Sienna déchira un bout de pain en silence parce qu'elle ne savait pas quoi répondre à cela et n'avait pas la moindre envie de rentrer en conflit avec lui.

Elle attaqua le plat en sachant que son silence lui donnait l'avantage. Sans jamais relever le regard, Sienna savait que son regard de prédateur était sur elle, la fixant comme jamais aucun homme ne l'avait fait.

À la fin du repas et après avoir échangé des banalités sans importance, il se leva pour aller chercher un document laissé sur la console à l'entrée de la cuisine. Ensuite il revint s'asseoir et glissa le document dans sa direction.

Sienna l'affronta, gardant ses yeux fixés dans les siens alors qu'il portait le visage d'un homme déterminé et impitoyable.

- Signe s'il te plaît.

- Mohamed...

- Tu sais tout comme moi comment ça va se terminer alors signe Sienna.

- Pourquoi tant d'impatience ?

- Pourquoi tant d'hésitations ? Alors qu'il suffit de déchiffrer les lueurs dans tes yeux pour savoir tout ce qu'il y a à savoir sur tes sentiments à mon égard.

- C'est un peu présomptueux.

- C'est une réalité tout comme ce qu'il s'est passé dans la chambre tout à l'heure.

Elle fronça des sourcils.

- Tu m'as laissé toucher ton ventre, tu ne dormais pas, parce que j'ai peut-être perdu la mémoire, mais maintenant que je l'ai retrouvé, les souvenirs sont si précis que je peux te confirmer avec certitude que j'ai passé des heures à te regarder dormir sur le yacht, après t'avoir fait l'amour et je connais avec précision ta respiration quand tu dors.

Sienna ne put empêcher le rouge de lui monter aux joues.

- Pourquoi tu m'as laissé faire ?

- Parce que c'est ton enfant aussi ! Je ne suis pas un monstre.

- Mais moi j'en suis un ?

- En tout cas, tu en as l'apparence et tu n'as de cesse de le dire. Je crois même que tu aimes savoir que tu en es un.

Il demeura impassible, les mâchoires tendues.

- En effet j'aime savoir que j'en suis un, cela aide mes ennemis à se rétracter à temps.

Elle frémit sous le timbre sombre du sultan dont les yeux avaient pris des teintes menaçantes.
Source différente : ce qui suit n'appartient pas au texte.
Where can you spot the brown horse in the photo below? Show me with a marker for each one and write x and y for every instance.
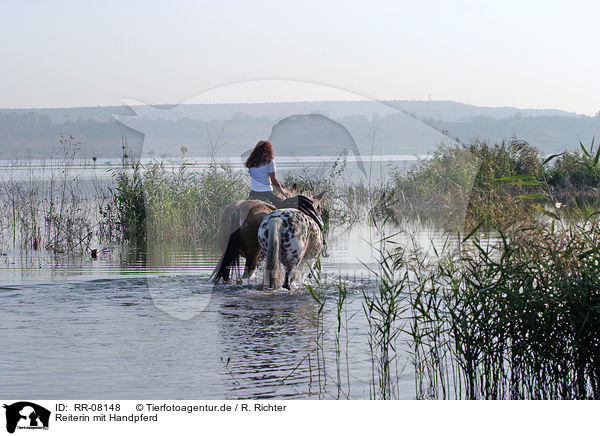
(238, 234)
- Signe ce papier, ensuite je te demanderai de me...

- ...faire confiance ? Termina-t-elle à sa place.

Ses lèvres dures tréssautèrent de colère.

- Oui, je veux que tu me fasses confiance,

Il se leva pour la rejoindre et prit son menton dans sa main puissante.

- Tu veux signer ce papier, mais c'est la peur qui t'en empêche. Dans le fond tu veux être avec moi Sienna, et je te demande de me faire confiance une dernière fois.

Sans lui laisser le temps de réagir il captura sa bouche, écrasant son empreinte comme s'il désespérait de la marquer de son sceau une nouvelle fois.

Il plaqua ses mains sur ses joues dévorant ses lèvres avec une faim qu'elle ne lui connaissait pas.

Ensuite il s'écarta de sa bouche, murmurant des mots en arabe qu'elle ne pouvait pas comprendre, mais ils semblaient aussi forts que sa volonté de la faire sienne par ce papier.

- Je signerai ses papiers quand tu auras vu mon frère, et je suis certaine que tu peux comprendre à quel point je suis essentiel à sa vie, tout comme il est essentiel à la mienne.

Il grogna doucement, profondément irrité qu'elle n'ait pas cédé.

Puis soudain, il se caressa ses pommettes avec ses pouces en la dévisageant avec un regard énigmatique.

- Dans ce cas, commence à préparer tes affaires, car il ne me faudra pas longtemps pour le convaincre que ta place est à mes côtés.

Il posa un baiser sur son front et ajouta :

- Si tu es essentiel à sa vie, il comprendra que tu es essentiel à la mienne.